岳飞只笑笑,又给他添菜,“我也欲听兄长这些年的事。”
他话音刚落,韩世忠把筷子往碗边重重一拍:“我这些年!我这些年!你当时伤那么重,挺着一口气,硬给我托了一句为天下计——好呀!可再没第二个人有此待遇了!我哪敢松一口气!哪敢不听!子曰有个什么词,夙兴夜寐,我这九年哪天不这样!秦桧那张脸看着再恶心也得看,再不想管的麻烦事也得管,想不开了也得自己想得开,好容易喝两坛子酒还得忧心糟践身体——老夫一辈子何曾这么受拘束!不得你这一句话,早在家里享福了!方才还觉你拜我是多礼,真是鬼迷心窍!该叫你再拜我十次,说一百句好听的,为我这些年不易!”
他一股脑儿说完,见岳飞真笑着作势起身又要拜他,一把压下去道:“罢了罢了。
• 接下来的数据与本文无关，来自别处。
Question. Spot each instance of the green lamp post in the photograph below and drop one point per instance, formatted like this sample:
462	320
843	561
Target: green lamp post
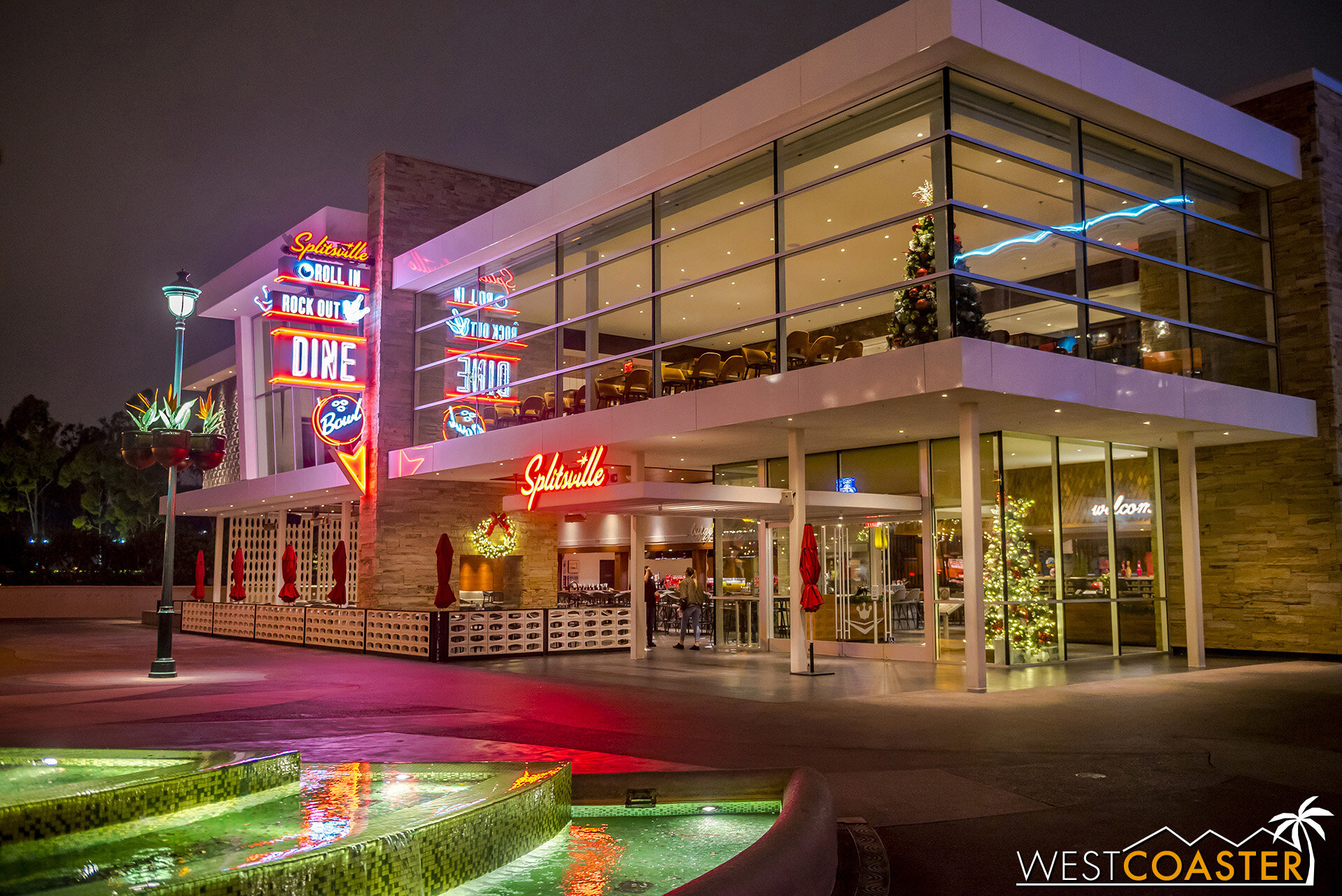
182	301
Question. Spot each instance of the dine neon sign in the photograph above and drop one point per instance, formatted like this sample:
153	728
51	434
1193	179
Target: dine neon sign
587	474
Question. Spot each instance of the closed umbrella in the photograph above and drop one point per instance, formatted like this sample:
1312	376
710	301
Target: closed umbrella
445	597
289	569
238	592
199	592
338	572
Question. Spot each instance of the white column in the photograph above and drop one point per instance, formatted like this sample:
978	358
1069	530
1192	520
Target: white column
1192	551
798	483
219	557
972	538
637	561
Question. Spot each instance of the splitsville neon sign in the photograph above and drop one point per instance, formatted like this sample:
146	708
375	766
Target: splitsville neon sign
1124	507
293	306
303	245
333	275
587	474
319	360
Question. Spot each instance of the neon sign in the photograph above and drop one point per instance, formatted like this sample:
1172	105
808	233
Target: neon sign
1124	507
338	420
315	309
333	275
317	360
462	420
302	246
587	474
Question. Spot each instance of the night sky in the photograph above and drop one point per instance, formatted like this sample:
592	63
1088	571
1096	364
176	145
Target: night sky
145	136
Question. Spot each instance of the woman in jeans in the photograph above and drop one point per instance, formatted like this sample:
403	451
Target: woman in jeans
691	608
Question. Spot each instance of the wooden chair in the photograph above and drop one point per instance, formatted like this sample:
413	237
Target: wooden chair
821	352
637	385
706	369
799	341
757	363
672	380
733	369
850	349
532	410
1184	363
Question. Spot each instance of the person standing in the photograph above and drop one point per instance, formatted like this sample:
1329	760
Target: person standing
691	608
650	601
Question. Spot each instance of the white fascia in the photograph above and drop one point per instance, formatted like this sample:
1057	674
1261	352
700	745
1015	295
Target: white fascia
981	38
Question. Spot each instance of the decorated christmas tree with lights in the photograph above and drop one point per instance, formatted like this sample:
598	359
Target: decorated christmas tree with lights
1020	616
914	321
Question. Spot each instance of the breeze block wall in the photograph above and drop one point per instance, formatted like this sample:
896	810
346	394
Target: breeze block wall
1271	513
411	200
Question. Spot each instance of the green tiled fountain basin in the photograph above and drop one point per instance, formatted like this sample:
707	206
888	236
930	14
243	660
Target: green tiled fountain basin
94	788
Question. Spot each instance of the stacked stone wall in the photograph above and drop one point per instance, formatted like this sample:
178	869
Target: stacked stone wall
1271	513
410	201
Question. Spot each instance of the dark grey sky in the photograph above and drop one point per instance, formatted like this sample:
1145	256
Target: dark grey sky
143	136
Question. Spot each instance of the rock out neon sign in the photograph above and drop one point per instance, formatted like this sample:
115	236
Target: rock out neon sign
587	474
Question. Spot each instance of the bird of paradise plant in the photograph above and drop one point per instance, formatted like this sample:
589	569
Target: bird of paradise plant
211	414
145	414
172	412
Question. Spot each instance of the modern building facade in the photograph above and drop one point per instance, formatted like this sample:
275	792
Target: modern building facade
996	312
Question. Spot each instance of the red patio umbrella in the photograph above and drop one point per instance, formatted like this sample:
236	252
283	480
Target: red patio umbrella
238	592
445	597
199	592
289	569
338	572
过去的事。若没你那一句,没你这点念想,自家有没有心气活到今日还两说。”
“兄长身体康健,定能长命百岁,万勿出此言。”
“嗯,确是比你康健得多。”他又扒了一口饭,“家里又有许多好的药材补品,明日都给你送来,军医看什么好就用什么——”
他不动脑子都知道岳飞又要道谢、又要说不必,赶紧继续道,“不想收也得收。路长着呢,老夫可不欲白发人送黑发人。”
“感荷。”
他说到此处,不觉又瞥了一眼岳飞的发色,叹道:“当时真觉你年轻啊,太年轻了,年轻得像隔了一辈人。一眨眼,这头发竟比我们都白了。你当年不是还写什么白了少年头……”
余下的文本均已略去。